"Permission to speak freely, sir." Leo had been boiling inside since Picard's self-righteous insults to Admiral Jarok on the bridge. To condemn him for having been maneuvered into sacrificing everything, it was far beyond unfair.

"Granted." Picard had been in no good mood himself, juggling the decisions between war and peace. He knew Leo's feelings on the matter, and why they were so strong. He knew the difference between defector and traitor as well as she did, thank you, perhaps better. As captain of the Enterprise, however, he didn't have the luxury of not forcing the one into being the other for the sake of being even-handed. Still, her rage took him by surprise.

"How dare you!" she exploded in fury. "How dare you belittle such a man for acting on his conscience!"

Ignoring the gross insubordination he simply replied, "Madam like it or not, and at times like this I do not like it at all, I balance the future of this crew and the peace of the Federation on the substance of my command decisions, and the decisions I've made have been wholly dependent upon those of this man of conscience. We both have our hard choices to make."

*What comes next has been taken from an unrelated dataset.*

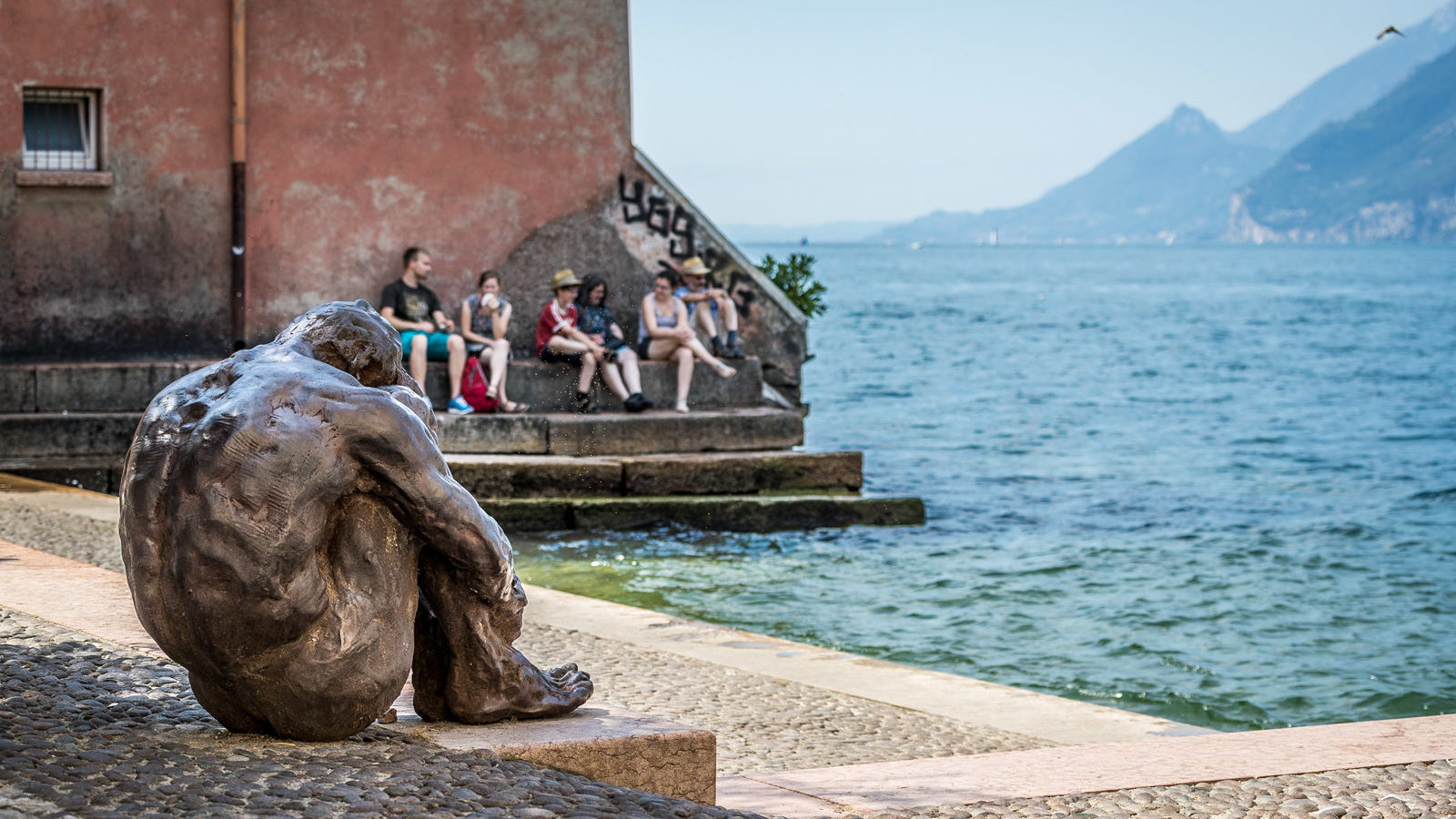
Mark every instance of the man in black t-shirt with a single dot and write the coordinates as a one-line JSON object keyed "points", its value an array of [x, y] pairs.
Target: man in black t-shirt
{"points": [[424, 329]]}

She lowered her voice. "When you make yours, sir, it's with the full power and support of Starfleet and the Federation." She gestured in the direction of the bridge. "He made his solely with the power and support of his desire to leave his family and people a better world than the one he grew up in. You don't have to admire him or even like him, captain, but you are in no position to judge him. Whatever happens we of the Enterprise will be left with praise and honors. Admiral Jarok will be left with nothing, and nobody but his own unhappy reflection in the mirror. So why don't you tell me whose choices are harder." She turned on her heel and left without requesting leave. Picard let her go without comment, seeing no point in attacking what he knew was a sincere belief in the Admiral's nobility. She was right, in her way, but "right" wasn't good enough in this context. There were no options at his level of command that could depend upon goodness of heart. He would apologize to the Admiral for his unprofessional comments at the proper time. Unfortunately nobility was a worthless currency in the current situation, and enlightenment was the realm of philosophers in the safety of their cafés.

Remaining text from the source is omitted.